SK Telecom (SKT), South Korea’s largest telecom provider, has confirmed a devastating cyberattack that compromised the personal data of approximately 23 million users—nearly half of the country’s population. The company described the SKT data breach as its most serious security failure in history.
During a hearing at the National Assembly in Seoul, CEO Young-sang Ryu revealed that over 250,000 users have already switched to other telecom providers. If SKT removes early termination fees, that number could surge to 2.5 million, potentially resulting in a $5 billion loss over the next three years.

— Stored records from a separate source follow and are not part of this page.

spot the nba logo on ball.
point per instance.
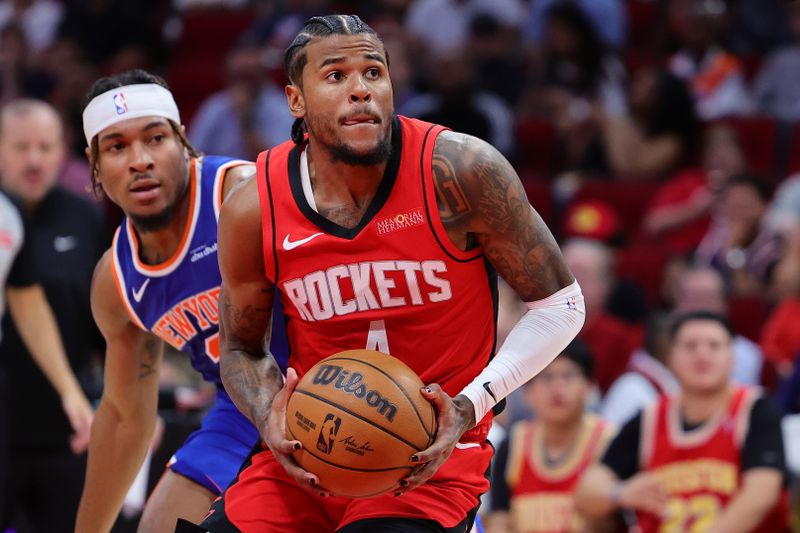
(359, 416)
(327, 434)
(120, 104)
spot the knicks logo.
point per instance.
(353, 384)
(188, 317)
(120, 104)
(400, 221)
(345, 289)
(327, 433)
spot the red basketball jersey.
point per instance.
(700, 470)
(541, 496)
(394, 283)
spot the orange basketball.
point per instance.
(360, 416)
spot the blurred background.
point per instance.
(658, 139)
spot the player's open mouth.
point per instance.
(145, 190)
(360, 119)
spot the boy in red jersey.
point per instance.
(538, 466)
(709, 459)
(380, 232)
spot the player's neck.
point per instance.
(336, 181)
(700, 406)
(157, 246)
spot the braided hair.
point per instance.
(295, 59)
(131, 77)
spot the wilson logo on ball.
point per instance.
(327, 433)
(353, 384)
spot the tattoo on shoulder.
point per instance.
(513, 237)
(246, 322)
(450, 197)
(150, 355)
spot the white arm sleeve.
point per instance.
(539, 336)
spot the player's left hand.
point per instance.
(80, 416)
(454, 417)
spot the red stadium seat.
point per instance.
(536, 143)
(794, 156)
(628, 199)
(198, 58)
(642, 18)
(540, 196)
(644, 265)
(748, 315)
(759, 138)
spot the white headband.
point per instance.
(123, 103)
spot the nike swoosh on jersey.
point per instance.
(65, 243)
(291, 245)
(137, 295)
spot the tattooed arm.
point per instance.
(126, 417)
(249, 373)
(482, 203)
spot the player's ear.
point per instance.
(297, 104)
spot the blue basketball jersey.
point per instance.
(177, 300)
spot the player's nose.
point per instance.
(141, 159)
(359, 91)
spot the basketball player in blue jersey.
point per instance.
(159, 283)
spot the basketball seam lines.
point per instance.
(356, 415)
(400, 388)
(315, 456)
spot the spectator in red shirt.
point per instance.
(780, 338)
(611, 339)
(679, 214)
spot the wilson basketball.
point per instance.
(360, 416)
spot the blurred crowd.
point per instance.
(657, 138)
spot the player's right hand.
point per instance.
(274, 436)
(643, 492)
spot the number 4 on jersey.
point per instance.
(376, 338)
(212, 347)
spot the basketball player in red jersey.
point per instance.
(380, 232)
(538, 466)
(709, 459)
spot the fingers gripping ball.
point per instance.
(360, 416)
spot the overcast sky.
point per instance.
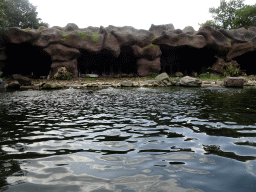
(137, 13)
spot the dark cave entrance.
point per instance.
(186, 59)
(26, 60)
(104, 63)
(247, 62)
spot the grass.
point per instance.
(89, 79)
(211, 78)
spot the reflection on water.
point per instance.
(143, 139)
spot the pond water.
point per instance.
(139, 139)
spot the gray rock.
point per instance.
(92, 75)
(126, 84)
(151, 81)
(2, 84)
(234, 82)
(190, 82)
(162, 76)
(177, 79)
(13, 85)
(179, 74)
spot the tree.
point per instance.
(3, 19)
(232, 15)
(246, 17)
(20, 13)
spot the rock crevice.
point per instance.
(127, 50)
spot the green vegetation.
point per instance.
(209, 77)
(232, 15)
(19, 13)
(94, 37)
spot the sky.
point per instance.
(139, 14)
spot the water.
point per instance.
(140, 139)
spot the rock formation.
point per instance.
(125, 50)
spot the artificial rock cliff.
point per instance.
(125, 50)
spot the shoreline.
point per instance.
(102, 82)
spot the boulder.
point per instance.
(13, 85)
(17, 35)
(179, 74)
(60, 52)
(89, 39)
(48, 36)
(128, 36)
(190, 82)
(91, 75)
(149, 52)
(173, 39)
(52, 86)
(62, 74)
(2, 54)
(158, 29)
(71, 27)
(22, 79)
(112, 45)
(220, 63)
(71, 67)
(126, 84)
(151, 81)
(234, 81)
(215, 39)
(145, 66)
(238, 49)
(161, 77)
(188, 30)
(2, 84)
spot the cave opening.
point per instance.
(247, 62)
(27, 60)
(105, 64)
(186, 59)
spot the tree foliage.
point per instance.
(232, 15)
(19, 13)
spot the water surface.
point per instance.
(139, 139)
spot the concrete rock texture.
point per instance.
(126, 50)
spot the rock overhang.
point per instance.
(65, 44)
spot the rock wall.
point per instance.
(126, 50)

A company spokesperson stated, “We are doing everything possible to reduce harm to our customers,” while noting that the full impact and identity of the attackers are still being investigated. A joint public-private investigation team is currently working to uncover the root cause.
Stolen Data in SKT Data Breach Includes SIM Keys, Triggers Security Concerns
South Korea’s Personal Information Protection Committee confirmed that 25 types of personal data were exfiltrated. These include mobile numbers, IMSI identifiers, and USIM authentication keys, putting customers at serious risk of SIM swapping attacks and potential surveillance.
Suspicious activity was first detected on April 18, followed by confirmation of the breach on April 19. The incident targeted SKT’s home subscriber server, which manages sensitive customer data such as identity, location, and device authentication. By April 22, the breach was publicly acknowledged, and SKT began replacing affected SIM cards starting April 28.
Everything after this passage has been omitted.